Structural insights into the agonist selectivity of the adenosine A3 receptor

Abstract

Adenosine receptors play pivotal roles in physiological processes. Adenosine A₃ receptor (A₃R), the most recently identified adenosine receptor, is expressed in various tissues, exhibiting important roles in neuron, heart, and immune cells, and is often overexpressed in tumors, highlighting the therapeutic potential of A₃R-selective agents. Recently, we identified RNA-derived N⁶-methyladenosine (m⁶A) as an endogenous agonist for A₃R, suggesting the relationship between RNA-derived modified adenosine and A₃R. Despite extensive studies on the other adenosine receptors, the selectivity mechanism of A₃R, especially for A₃R-selective agonists such as m⁶A and namodenoson, remained elusive. Here, we identify tRNA-derived N⁶-isopentenyl adenosine (i⁶A) as an A₃R-selective ligand via screening of modified nucleosides against the adenosine receptors.
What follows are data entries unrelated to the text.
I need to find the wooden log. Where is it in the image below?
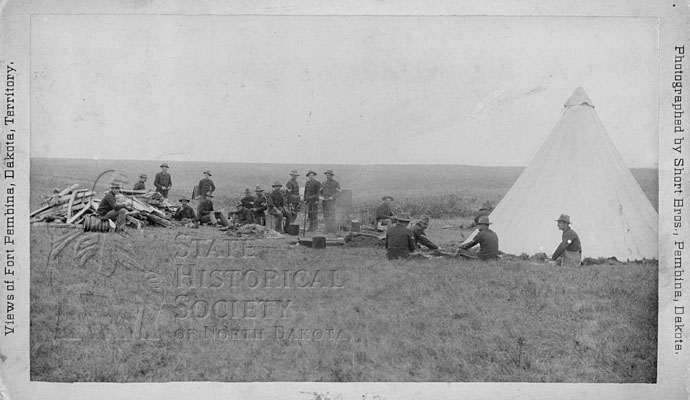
[127,215,141,229]
[29,204,56,217]
[146,214,172,228]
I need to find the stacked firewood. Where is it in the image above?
[30,184,175,231]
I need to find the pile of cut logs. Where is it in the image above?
[30,184,175,231]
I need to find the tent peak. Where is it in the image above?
[563,86,594,107]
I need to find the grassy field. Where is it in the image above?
[31,158,658,218]
[30,156,658,382]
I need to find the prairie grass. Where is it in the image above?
[31,223,657,382]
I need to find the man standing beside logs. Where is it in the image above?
[304,171,321,232]
[198,170,216,200]
[285,169,299,224]
[153,163,172,199]
[321,169,342,233]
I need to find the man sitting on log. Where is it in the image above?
[96,182,127,233]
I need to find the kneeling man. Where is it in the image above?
[386,215,417,260]
[456,216,498,261]
[551,214,582,267]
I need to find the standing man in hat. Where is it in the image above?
[132,174,148,190]
[173,199,196,222]
[551,214,582,267]
[198,170,216,200]
[285,169,300,223]
[304,171,321,232]
[233,201,254,226]
[240,188,256,211]
[252,186,268,226]
[455,216,498,261]
[376,196,393,231]
[386,215,417,260]
[321,169,342,233]
[153,163,172,199]
[412,215,439,250]
[197,193,230,226]
[267,181,287,233]
[96,182,127,233]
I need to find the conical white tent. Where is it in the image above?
[468,87,658,261]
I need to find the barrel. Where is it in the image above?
[84,215,110,232]
[311,236,326,249]
[285,224,299,236]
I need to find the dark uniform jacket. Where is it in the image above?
[412,222,438,250]
[267,190,285,211]
[386,225,416,260]
[173,204,196,221]
[321,179,340,200]
[285,179,299,204]
[196,199,213,218]
[462,228,498,260]
[376,202,393,222]
[304,179,321,203]
[240,194,256,208]
[96,191,125,217]
[235,208,254,225]
[153,171,172,191]
[199,178,216,197]
[551,227,582,260]
[254,193,268,214]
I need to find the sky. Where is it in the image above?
[31,15,659,167]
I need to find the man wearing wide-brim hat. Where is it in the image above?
[252,186,268,226]
[266,181,288,233]
[321,169,342,233]
[375,196,394,230]
[96,182,127,232]
[132,174,148,190]
[285,169,300,223]
[153,163,172,199]
[197,170,216,200]
[551,214,582,267]
[456,216,498,261]
[240,188,256,211]
[197,193,230,226]
[304,170,321,232]
[173,198,196,221]
[386,214,417,260]
[232,201,254,226]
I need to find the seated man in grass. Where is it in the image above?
[96,182,127,233]
[376,196,393,230]
[455,216,498,261]
[173,199,196,222]
[550,214,582,267]
[386,215,417,260]
[197,193,230,226]
[412,215,439,250]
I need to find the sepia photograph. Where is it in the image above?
[0,2,687,400]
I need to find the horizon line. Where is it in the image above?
[29,156,659,169]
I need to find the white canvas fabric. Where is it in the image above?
[467,87,658,261]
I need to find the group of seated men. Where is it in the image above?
[376,196,582,266]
Like m⁶A, i⁶A is found in the human body and may be an endogenous A₃R ligand. Our cryo-EM analyses elucidate the A₃R-G_i complexes bound to adenosine, 5'-N-ethylcarboxamidoadenosine (NECA), m⁶A, i⁶A, and namodenoson at overall resolutions of 3.27 Å (adenosine), 2.86 Å (NECA), 3.19 Å (m⁶A), 3.28 Å (i⁶A), and 3.20 Å (namodenoson), suggesting the selectivity and activation mechanism of A₃R. We further conduct structure-guided engineering of m⁶A-insensitive A₃R, which may aid future research targeting m⁶A and A₃R, providing a molecular basis for future drug discovery.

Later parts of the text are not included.